Не ошибся Ермак, когда говорил своим сподвижникам: «Не оскудеет память наша в этих странах». До сих пор поминают Ермака и его убиенных товарищей в Тобольских церквах. Вот что мы читаем в рукописной Истории о Сибирской земле и о царствии:
«В лето 7129 (1621) поставлен и посвящён бысть в Сибирь, в Тобольск в архиепископы Киприан, бывший Хутынского монастыря архимандрит, и во второе лето архипастырства своего воспомяну атамана Ермака Тимофеевича сына Повольского, и он, добрый пастырь, повёл спросити Ермаковых казаков, како они приидоша в сибирское царство, и где у них с погаными были бои, и кого из них погавии убили. Казаки не принесоша ему списки, како они приидоша в Сибирь, и о боях. Он-де Добрый пастырь повёл убитых имена написати в соборной церкви в синодик и в православную неделю кликати им вечную память. Синодик, казакам написан сице, глава 33: В лето 7089, при державе государя царя и великого князя Ивана Васильевича, избра Бог и посля не от славных муж, ни от царских воевод, очистити место святыни и победити бисирманского царя Кучума, но от простых людей вооружи Бог славою Своею и ратоборством и вольностию атамана Ермака с дружиною; забыша бо сии воини света сего честь и всю славу, и плотскую сладость, и смерть в живот преложиша, и восприяша щит истинной веры и показаны храбрость свою».
XXIV
В ноябре 1581 года в Александровской слободе случилось ужасное событие. Привычка не сдерживать своего гнева и давать волю рукам не осталась для Иоанна без страшного наказания: она довела его до сыноубийства. В порыве запальчивости он убил железным посохом старшего сына своего Иоанна, которого готовил в наследники себе. В наших летописях говорится, что царевич начал укорять отца за его трусость, за готовность заключить унизительный договор с Стефаном Баторием и требовал выручки Пскова. Царь, разгневавшись, ударил его так сильно, что тот чрез несколько дней умер. Согласно с этим, рассказывает историк ливонской войны Гейденштейн, который прибавляет, что в это время народ волновался и оказывал царевичу особое перед отцом расположение, вследствие чего отец раздражился на сына, которого заподозрил в намерении свергнуть его с престола. Но Антоний Поссевин, бывший в Москве чрез три месяца после убиения царевича, слышал об этом событии иначе. Приличие того времени требовало, чтобы знатные женщины надевали три одежды одна на другую. Царь застал свою невестку, жену царевича, лежащею на скамье в одной только исподней одежде, ударил её по щеке и начал колотить жезлом. Она была беременна и в следующую ночь выкинула. Царевич стал укорять за это отца: «Ты отнял уже (говорил он) у меня двух жён, постриг их в монастырь, — хочешь отнять и третью и уже умертвил в утробе её моего ребёнка». За эти слова Иоанн изо всех сил ударил сына жезлом в голову. Борис Годунов, хотевший защитить царевича, был сильно изранен. А царевич упал без чувств, обливаясь кровью. Царь опомнился, стал рвать на себе волосы, звал лекарей. Но всё было напрасно; царевич умер на пятый день. Из Александровской слободы тело его было торжественно перенесено в Москву и погребено в Архангельском соборе. На гробнице его следующая надпись:
«В лето 7090 (1581) ноября в 19 день преставился благоверный и христолюбивый царевич князь Иван Иванович всея России, на память св. пророка Авдея, в день недельный, в 14 час нощи, а погребён бысть того же месяца в 22 день, на память св. мученика Архипа, ученика Павла, апостола Филимона воина, Апфии».

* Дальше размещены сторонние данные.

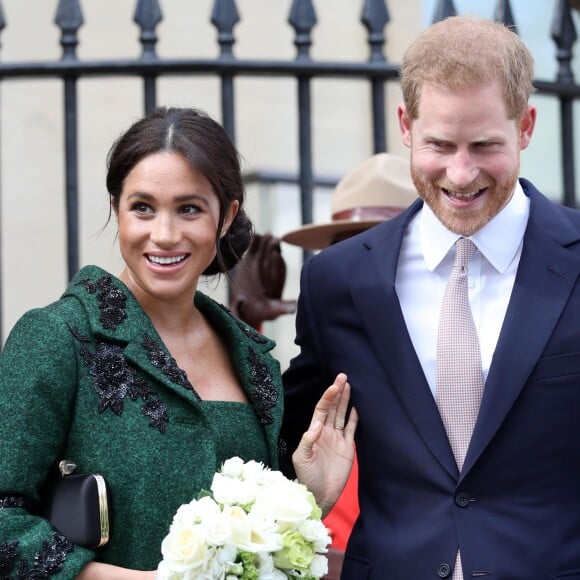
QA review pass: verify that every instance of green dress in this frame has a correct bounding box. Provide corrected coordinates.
[0,266,283,579]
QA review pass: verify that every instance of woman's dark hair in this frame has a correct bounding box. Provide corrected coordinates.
[107,107,252,276]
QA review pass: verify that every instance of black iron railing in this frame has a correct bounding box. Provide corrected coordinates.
[0,0,580,340]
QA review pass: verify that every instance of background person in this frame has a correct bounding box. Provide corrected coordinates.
[283,17,580,580]
[230,153,417,580]
[0,108,355,580]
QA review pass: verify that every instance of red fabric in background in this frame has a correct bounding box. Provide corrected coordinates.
[324,455,359,551]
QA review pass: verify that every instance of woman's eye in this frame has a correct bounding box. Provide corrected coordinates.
[131,201,153,214]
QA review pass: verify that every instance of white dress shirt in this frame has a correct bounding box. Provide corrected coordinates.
[395,183,530,396]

Поражённый смертью сына, царь в унынии говорил, что не хочет более царствовать, а пойдёт в монастырь. Собрав бояр, он объявил им, что второй сын его Феодор неспособен к правлению, и предоставлял боярам выбрать царя из своей среды. Но бояре боялись, не испытывает ли их царь, чтобы потом обрушиться своим гневом и на избирателей, и на избранного. Поэтому они умоляли Иоанна не уходить в монастырь, по крайней мере до окончания войны. С тех пор царь ужасно мучился много дней, не спал ночей, метался как в горячке и в бреду звал убитого сына... Наконец он стал мало-помалу успокаиваться и начал посылать богатые милостыни на поминовение души царевича: кроме вкладов в русские монастыри, к четырём вселенским патриархам было послано до 20 000 червонцев.